ID (key), Goal (string), Task1, Task2, Task3, Task4, Task5
I immediately did not like that, as half the values end up being NULL, but it sort of worked, and I was learning some other things like how to call the SQL from my scripting language. Then I started seeing Goals that had 6, 7 and 8 Tasks. :( Do I just keep randomly adding more columns as needed, and thus increase the percentage of NULLs stored? No. Not a good idea.
So I wondered, do I just cram all tasks into one field, and specify a delimiter? Then I could just use a split and join or a regexp to format the data. In this example, my tasks consist of 1-3 tokens of [A-Za-z ']
, so it's easy enough to handle.
ID (key), Goal (string), Tasks (string)
Where Tasks
is of the form task1,task2,task3,...
Something about that just seems to bother me. What if I am working on multiple goals at the same time, and want to get a list of all Names that need the same set of tasks applied? For example, say I have:
123, "Name1", "Goal1", "task1,task2,task3,task4,task5"

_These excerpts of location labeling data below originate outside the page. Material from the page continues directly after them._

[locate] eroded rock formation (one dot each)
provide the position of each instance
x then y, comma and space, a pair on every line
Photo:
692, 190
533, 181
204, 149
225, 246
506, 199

456, "Name2", "Goal2", "task2,task3,task4"
789, "Name3", "Goal3", "task3,task4,task5"
How messy it becomes now to look up all records that require task3
? Maybe I could just use a LIKE to find what I want? Seems like a horrible abuse of the function. Could break it all apart, handle the logic in a script, seems even more messy, inefficient, difficult to maintain. For example, making changes to all task3
entries, or changing the order of tasks, would not be good.

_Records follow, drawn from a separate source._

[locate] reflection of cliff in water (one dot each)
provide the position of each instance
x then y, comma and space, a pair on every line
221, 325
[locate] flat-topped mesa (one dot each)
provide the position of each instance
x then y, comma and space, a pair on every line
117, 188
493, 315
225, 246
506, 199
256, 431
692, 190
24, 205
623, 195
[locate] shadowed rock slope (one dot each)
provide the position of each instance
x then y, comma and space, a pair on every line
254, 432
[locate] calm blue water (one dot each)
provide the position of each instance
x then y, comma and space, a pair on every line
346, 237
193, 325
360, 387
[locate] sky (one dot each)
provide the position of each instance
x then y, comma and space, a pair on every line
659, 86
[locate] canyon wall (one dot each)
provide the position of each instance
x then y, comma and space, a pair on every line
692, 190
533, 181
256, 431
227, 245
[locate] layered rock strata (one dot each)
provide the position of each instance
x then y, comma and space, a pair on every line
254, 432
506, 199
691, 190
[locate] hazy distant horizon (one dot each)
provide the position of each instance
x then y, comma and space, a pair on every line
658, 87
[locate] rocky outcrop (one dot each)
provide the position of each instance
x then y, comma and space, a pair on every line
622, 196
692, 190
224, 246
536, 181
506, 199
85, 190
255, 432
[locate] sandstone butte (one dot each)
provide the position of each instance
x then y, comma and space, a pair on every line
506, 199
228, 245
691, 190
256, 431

Shooting fish in a barrel and using knives on a cutting board could both arguably be used to make sushi...
So I wondered about putting the Tasks data in a separate table, sharing the same ID key. That's look like this.
Main Table
:
123, "Name1", "Goal1"
456, "Name2", "Goal2"
789, "Name3", "Goal3"
Tasks Table
:
123, "Task1"
123, "Task2"
123, "Task3"
123, "Task4"
123, "Task5"
456, "Task2"
456, "Task3"
456, "Task4"
789, "Task3"
789, "Task4"
789, "Task5"
At this point my gut feeling is that something has gone horrifically wrong with my thinking. I've lost the ability to ensure that the order is maintained. A query for all tasks needed by any specific ID could result in any order. It's also storing a lot of redundant data. At least I got rid of the NULLs? But that's no good.
At this point, something else is bugging me, which probably should have been addressed earlier in design. But I am trying to teach myself, and learning as I go. So here I go, off on a tangent.

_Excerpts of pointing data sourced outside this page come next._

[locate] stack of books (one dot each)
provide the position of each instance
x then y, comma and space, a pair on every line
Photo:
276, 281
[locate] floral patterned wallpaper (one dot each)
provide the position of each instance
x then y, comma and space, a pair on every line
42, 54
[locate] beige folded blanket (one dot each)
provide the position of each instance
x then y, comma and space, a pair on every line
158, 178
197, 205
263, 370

There's a lot of redundant textual data, as these Task descriptions are constant. So I was wondering how to best optimize that, to minimize disk usage, and increase speed, without cluttering code with too much scripting overhead. One idea I had was to create a table of enumerations.
Enumerations: ID (key), Task (string)
1, Task5
2, Task4
3, Task3
4, Task2
5, Task1
6, Task10
7, Task9
8, Task8
9, Task7
10, Task6
and so on.
Well, at least instead of a string being stored everywhere, I could store a much smaller integer. Even if they were in the worst case 64-bit integers, that's 8 bytes, still smaller than the strings I'd be storing. My code would read in the enumerations, store in run time, and use that to reference the strings.
Not sure if that's a valid technique, if there's a better way to approach that problem, or even what it is called. Indexing? Or is that something different? Or is it something some databases can do automagically?
Anyways, back to the main problem, what to do with my arbitrary list of order-dependent tasks? Create 1-off tables per main record, each with it's own ORDER (key) and Task (string/int/enum) entry? Seems even worse for overhead.
It seems to me like this is a basic problem, and has a few standard ways of approaching it. On my limited budget, lack of books, slow connection, and Google endlessly sending me nowhere, I figured I'd ask for any tips. Any free online references to sources of knowledge (specific sites or articles) also welcome.